Chapter 18: A Coordination Perspective on Software System Design
Chrysanthos DellarocasAn earlier version of this chapter appeared as C. Dellarocas (1997), A coordination perspective on software system design, Proceedings of the Ninth International Conference on Software Engineering and Knowledge Engineering (SEKE'97), Madrid, June 17-20, 1997, pp. 569-78. 1997 Knowledge Systems Institute. Reprinted by permission.
18.1 Introduction
In large software systems the identification and proper management of interconnection relationships and constraints among various pieces of a system has become responsible for an increasingly important part of the development effort. In many cases the design, testing, and maintenance of protocols for managing communication, resource sharing, synchronization, and other such interconnection relationships take far more time and effort than the development of the core functional pieces of an application. In this chapter we use the term dependencies to refer to interconnection relationships and constraints among components of a software system.As design moves closer to implementation, current design and programming tools increasingly focus on components, leaving the description of interdependencies among components implicit, and the implementation of protocols for managing them fragmented and distributed in various parts of the system. At the implementation level, software systems are sets of source and executable modules in one or more programming languages. Although modules come under a variety of names (procedures, packages, objects, clusters, etc.), they are all essentially abstractions for components.

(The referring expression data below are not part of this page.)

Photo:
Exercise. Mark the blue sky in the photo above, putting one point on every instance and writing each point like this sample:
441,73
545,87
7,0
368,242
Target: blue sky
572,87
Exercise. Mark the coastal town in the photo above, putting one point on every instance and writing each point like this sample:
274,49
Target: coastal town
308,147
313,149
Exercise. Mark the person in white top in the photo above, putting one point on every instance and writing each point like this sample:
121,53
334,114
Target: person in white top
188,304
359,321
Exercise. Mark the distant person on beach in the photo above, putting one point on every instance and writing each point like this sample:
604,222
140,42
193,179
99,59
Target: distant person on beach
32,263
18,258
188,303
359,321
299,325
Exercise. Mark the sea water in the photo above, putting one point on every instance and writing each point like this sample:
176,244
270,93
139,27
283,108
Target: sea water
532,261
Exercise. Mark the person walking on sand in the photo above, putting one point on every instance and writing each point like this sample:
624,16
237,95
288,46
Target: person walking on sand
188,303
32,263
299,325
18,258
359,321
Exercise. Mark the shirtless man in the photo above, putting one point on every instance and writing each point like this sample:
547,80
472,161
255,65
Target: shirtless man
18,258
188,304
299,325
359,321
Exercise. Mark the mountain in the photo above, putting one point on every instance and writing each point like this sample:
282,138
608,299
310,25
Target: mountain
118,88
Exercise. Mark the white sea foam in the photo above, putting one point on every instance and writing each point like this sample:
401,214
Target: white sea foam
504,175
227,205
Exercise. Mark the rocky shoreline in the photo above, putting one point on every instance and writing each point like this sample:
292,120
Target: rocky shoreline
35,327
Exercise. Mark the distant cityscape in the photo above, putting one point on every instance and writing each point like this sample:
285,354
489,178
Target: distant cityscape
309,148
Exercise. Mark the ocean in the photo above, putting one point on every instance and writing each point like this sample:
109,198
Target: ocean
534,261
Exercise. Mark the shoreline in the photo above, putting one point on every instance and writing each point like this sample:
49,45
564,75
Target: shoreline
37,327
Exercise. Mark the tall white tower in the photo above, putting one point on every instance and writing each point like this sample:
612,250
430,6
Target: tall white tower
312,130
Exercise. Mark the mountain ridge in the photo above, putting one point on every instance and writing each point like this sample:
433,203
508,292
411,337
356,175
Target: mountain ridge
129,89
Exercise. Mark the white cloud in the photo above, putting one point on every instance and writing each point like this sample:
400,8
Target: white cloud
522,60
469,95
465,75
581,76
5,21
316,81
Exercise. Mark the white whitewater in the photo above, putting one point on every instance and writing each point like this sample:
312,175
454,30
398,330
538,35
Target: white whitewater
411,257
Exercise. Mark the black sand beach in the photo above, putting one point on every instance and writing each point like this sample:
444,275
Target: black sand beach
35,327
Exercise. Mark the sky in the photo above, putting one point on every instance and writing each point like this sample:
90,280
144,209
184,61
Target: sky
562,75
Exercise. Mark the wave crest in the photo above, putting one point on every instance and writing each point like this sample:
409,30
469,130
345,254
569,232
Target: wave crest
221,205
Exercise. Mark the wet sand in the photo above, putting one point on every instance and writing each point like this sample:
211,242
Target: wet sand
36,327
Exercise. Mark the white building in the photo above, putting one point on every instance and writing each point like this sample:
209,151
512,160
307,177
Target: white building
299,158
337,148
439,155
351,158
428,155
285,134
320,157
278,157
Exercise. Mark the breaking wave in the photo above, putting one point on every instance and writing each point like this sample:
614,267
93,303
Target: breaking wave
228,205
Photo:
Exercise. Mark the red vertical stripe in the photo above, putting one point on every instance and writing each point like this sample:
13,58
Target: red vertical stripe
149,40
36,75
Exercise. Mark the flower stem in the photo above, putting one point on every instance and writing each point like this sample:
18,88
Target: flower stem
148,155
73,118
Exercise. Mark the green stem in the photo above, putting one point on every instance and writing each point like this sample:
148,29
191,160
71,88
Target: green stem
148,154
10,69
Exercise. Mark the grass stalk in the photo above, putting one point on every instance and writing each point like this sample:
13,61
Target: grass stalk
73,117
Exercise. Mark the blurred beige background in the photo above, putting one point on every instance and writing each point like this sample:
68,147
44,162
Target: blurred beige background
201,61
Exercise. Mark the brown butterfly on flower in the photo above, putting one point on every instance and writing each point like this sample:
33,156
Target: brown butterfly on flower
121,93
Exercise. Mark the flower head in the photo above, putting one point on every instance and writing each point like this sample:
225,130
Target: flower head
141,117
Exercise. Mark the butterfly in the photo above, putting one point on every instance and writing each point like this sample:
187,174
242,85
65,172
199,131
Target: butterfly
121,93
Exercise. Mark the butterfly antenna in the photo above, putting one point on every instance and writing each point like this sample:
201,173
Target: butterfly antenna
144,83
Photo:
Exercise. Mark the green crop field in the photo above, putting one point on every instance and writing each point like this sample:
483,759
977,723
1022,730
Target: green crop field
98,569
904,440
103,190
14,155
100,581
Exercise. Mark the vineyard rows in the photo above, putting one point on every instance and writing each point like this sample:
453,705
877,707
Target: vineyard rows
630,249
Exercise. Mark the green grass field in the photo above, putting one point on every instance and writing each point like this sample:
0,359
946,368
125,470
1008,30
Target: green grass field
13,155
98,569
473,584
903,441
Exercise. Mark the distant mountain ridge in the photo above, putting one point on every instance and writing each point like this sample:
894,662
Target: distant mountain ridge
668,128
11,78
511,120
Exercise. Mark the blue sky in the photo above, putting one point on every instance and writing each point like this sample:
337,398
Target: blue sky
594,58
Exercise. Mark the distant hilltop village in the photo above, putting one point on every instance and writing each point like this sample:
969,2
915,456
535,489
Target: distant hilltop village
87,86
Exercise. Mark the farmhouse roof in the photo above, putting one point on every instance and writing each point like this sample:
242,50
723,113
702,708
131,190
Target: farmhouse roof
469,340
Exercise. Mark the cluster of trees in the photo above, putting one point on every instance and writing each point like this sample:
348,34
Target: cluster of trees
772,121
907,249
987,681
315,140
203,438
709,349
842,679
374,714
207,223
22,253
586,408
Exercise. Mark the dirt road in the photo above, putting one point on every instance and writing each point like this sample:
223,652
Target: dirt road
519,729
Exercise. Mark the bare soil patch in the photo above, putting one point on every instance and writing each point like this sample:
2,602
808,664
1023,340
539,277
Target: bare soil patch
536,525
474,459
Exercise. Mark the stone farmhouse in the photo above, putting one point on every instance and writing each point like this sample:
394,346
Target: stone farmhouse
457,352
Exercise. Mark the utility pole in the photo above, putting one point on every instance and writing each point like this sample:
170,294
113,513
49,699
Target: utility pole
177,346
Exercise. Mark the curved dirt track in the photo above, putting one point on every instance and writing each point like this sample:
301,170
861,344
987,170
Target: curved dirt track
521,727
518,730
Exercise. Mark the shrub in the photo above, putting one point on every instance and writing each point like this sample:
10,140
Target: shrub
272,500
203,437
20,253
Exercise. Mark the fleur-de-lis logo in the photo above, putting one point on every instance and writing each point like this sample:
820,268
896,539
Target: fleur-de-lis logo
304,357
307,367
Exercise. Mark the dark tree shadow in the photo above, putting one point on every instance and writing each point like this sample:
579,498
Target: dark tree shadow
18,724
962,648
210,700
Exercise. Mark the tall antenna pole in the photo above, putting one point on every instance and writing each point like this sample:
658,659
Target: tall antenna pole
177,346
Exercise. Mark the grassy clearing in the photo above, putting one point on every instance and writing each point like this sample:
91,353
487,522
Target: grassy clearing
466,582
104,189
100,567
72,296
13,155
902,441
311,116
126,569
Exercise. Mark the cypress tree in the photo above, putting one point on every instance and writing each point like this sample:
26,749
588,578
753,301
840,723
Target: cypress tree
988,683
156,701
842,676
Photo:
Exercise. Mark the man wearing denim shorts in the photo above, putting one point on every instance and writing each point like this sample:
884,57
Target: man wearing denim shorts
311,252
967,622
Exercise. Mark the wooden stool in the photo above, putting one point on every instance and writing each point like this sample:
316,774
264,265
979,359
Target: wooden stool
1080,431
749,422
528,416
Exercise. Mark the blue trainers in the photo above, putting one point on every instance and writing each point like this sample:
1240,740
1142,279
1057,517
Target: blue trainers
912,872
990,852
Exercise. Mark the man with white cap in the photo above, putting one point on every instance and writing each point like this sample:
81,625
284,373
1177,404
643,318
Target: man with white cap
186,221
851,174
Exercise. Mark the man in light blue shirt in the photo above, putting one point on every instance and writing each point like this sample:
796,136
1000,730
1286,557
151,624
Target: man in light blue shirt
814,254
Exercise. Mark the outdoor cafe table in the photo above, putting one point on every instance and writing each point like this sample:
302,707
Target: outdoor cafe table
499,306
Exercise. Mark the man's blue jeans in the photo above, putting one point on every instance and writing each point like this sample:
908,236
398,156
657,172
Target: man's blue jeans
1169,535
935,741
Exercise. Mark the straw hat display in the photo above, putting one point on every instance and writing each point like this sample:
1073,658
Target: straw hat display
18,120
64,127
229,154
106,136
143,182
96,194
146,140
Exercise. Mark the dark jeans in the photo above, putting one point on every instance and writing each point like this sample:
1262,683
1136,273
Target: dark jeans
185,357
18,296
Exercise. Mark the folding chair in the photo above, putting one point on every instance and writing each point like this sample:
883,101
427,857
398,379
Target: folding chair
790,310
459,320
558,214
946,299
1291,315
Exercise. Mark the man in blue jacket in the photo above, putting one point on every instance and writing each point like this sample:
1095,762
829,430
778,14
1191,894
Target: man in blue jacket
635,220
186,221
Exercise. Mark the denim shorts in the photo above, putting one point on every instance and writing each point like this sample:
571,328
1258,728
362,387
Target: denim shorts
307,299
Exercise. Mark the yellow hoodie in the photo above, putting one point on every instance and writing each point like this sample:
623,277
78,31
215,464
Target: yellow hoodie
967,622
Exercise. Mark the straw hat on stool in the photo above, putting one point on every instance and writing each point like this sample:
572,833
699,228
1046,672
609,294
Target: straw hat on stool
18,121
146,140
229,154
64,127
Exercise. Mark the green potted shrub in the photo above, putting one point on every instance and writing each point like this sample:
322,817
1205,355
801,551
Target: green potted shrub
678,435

Most programming languages directly support a small set of primitive interconnection mechanisms, such as procedure calls, method invocation, and shared variables. Such mechanisms are not suffcient for managing more complex dependencies that are commonplace in today's software systems. Complex dependencies require the introduction of more complex managing protocols, typically comprising several lines of code (e.g., the existence of a shared resource dependency might require a distributed mutual exclusion protocol). By failing to support separate abstractions for representing such complex protocols, current programming languages force programmers to distribute and embed them inside the interacting components (Shaw et al. 1994) (figure 18.1). Furthermore the lack of means for representing dependencies and protocols for managing them has resulted in a corresponding lack of theories and systematic taxonomies of interconnection relationships and ways of managing them.

Figure 18.1: Implementation languages often force the distribution of coordination protocols among several code modules. In this example the implementation code of a pipe protocol for managing a single data flow dependency has been distributed among three code modules.
This expressive shortcoming of current languages and tools is directly connected to a number of practical problems in software design:
Discontinuity between architectural and implementation models. There is currently a gap between architectural representations of software systems (sets of activities explicitly connected through rich vocabularies of informal relationships) and implementation-level descriptions of the same systems (sets of modules implicitly connected through defines/uses relationships).
Diffculties in application maintenance. By not providing abstractions for localizing information about dependencies, current languages force programmers to distribute the protocols for managing them in a number of different places inside a program. Therefore, in order to understand or modify a protocol, programmers have to look at many places in the program.
Diffculties in component reuse. Components written in today's programming languages inevitably contain some fragments of coordination protocols from their original development environments. Such fragments act as undocumented assumptions about the structure of the application where such components will be used. When attempting to reuse such a component in a new environment, such assumptions might not match the interdependency patterns of the target application. In order to ensure interoperability, the original assumptions then have to be identified, and subsequently replaced or bridged with the valid assumptions for the target application. In many cases this requires extensive code modifications or the introduction of additional code around the component.
As a response to these problems, we introduce the principles of our coordination perspective on software system design. Following that, we describe SYNTHESIS,a prototype software development environment that embodies the principles of the coordination perspective. We present our experience with using SYNTHESIS to facilitate software reuse. We discuss related work, describe some future directions of the project, and conclude with a summary of our findings.